【第593回】 体が軽視されているのでは

入門した頃と今の稽古人の大きな違いの一つに体があると思う。私が入門した頃の稽古人達は、先輩になるのでそう見えたのかもしれないが、強かったし、体ががっちりしていた。年配者の多くは戦争を体験した人達だったり、多くの先輩たちは、他の武道、剣道、柔道、空手やスポーツなどをやってきていた。何も武道やスポーツをやってこなかった稽古人は、やってきた人たちに引けをとらないように、剣や杖を振ったり、空手の突きの稽古を自宅で自主稽古していた。先輩たちから言われたのは、合気道で初段なら、剣道の初段、空手の初段のレベルまで剣や手・拳がつかえるようにしなければならないと教えられた。

私がお世話になった先輩も、他の武道はやってこなかったので、人に負けないように大分頑張っておられた。例えば、仕事前に、朝6時半からの朝稽古に出て、帰宅して夕食後は、必ず剣と杖を振られていた。また、よく週末は、土曜日の最終電車で高尾山に登り、頂上で剣と杖を振り、そしてそのまま寝ないで日曜日の昼頃まで歩き、夕方、下山するという鍛錬をされていた。
私も数回か連れて行ってもらった。夜中、懐中電灯だけで一人で真っ暗な山を歩くとしたら、度胸がいるので、精神の鍛練になるし、また、足腰の鍛練になることがわかった。
この先輩は、この山登りを一回すれば一週間分の稽古をしたのと同じ鍛錬になると言われていたが、実際、山から帰った稽古では、確かに数日の間、体が軽くなり、受け身など自由に取れたものである。
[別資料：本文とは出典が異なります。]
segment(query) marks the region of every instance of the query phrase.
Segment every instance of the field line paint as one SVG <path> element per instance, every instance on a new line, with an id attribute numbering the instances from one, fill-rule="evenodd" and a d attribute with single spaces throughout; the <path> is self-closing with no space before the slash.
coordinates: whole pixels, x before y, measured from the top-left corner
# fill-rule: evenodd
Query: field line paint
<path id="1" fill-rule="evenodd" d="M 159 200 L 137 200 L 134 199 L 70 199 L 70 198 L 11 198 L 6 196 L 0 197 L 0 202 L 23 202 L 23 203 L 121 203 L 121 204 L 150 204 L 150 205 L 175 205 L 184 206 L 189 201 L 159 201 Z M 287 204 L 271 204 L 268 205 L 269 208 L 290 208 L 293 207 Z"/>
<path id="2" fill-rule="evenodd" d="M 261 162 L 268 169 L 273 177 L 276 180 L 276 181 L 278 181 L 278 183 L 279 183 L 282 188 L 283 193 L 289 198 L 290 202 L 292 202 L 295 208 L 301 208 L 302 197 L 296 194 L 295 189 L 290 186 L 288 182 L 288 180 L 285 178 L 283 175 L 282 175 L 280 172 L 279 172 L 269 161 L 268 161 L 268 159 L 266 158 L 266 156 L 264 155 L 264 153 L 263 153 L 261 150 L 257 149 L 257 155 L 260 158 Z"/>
あれから50数年経ったわけだが、稽古人は変わってきている。かっては、いろいろな武道やスポーツをやって、それに満足できない人の多くが合気道に入ってきたわけだが、段々と他の武道やスポーツはきついので、楽そうな合気道に入ってきているように見える。従って、稽古人の多くは体を鍛えていない人が多いし、体を鍛える大事さ、体の鍛え方等を知らないように見える。

体を鍛えるとは、合気道的な鍛え方である。それを知らないと、スポーツジムなどでの鍛え方をしてしまう。典型的な例は、腹筋運動や腕立て伏せ運動などである。これを道場でやっている人は、大体、体を壊しているようである。

合気道的に体を鍛えるとは、理合いで体をつくり上げていくことであろう。
理合いとは、宇宙の法則、時間空間を超越した法則に合っていること、逆らわないことである。例えば、前述の腹筋運動であるが、体の腰を用としてつかってしまうと、腰を痛めるのである。体は支点であるから、合気道の法則によって支点は動かしては駄目なのである。腰の対照にある、用の腹でやらなければならないのである。

合気道は宇宙の法則に則った技を身につける稽古をしているわけだから、技の稽古をしていけば、理合いの体ができるはずである。
また、体は息でつくるともいえるだろう。イクムスビや阿吽の息に合わせて体をつかえば、体はできてくる。例えば、強靭で真っすぐな手刀はこの息でつくらなければならない。

技を上達したいと思うなら、頭であれこれ考えるのではなく、先ずは体をつくり、体と対話しながら稽古することである。
体を軽視したり、無視すると、体はそっぽを向き、何も教えてくれないので上達はないことになるはずである。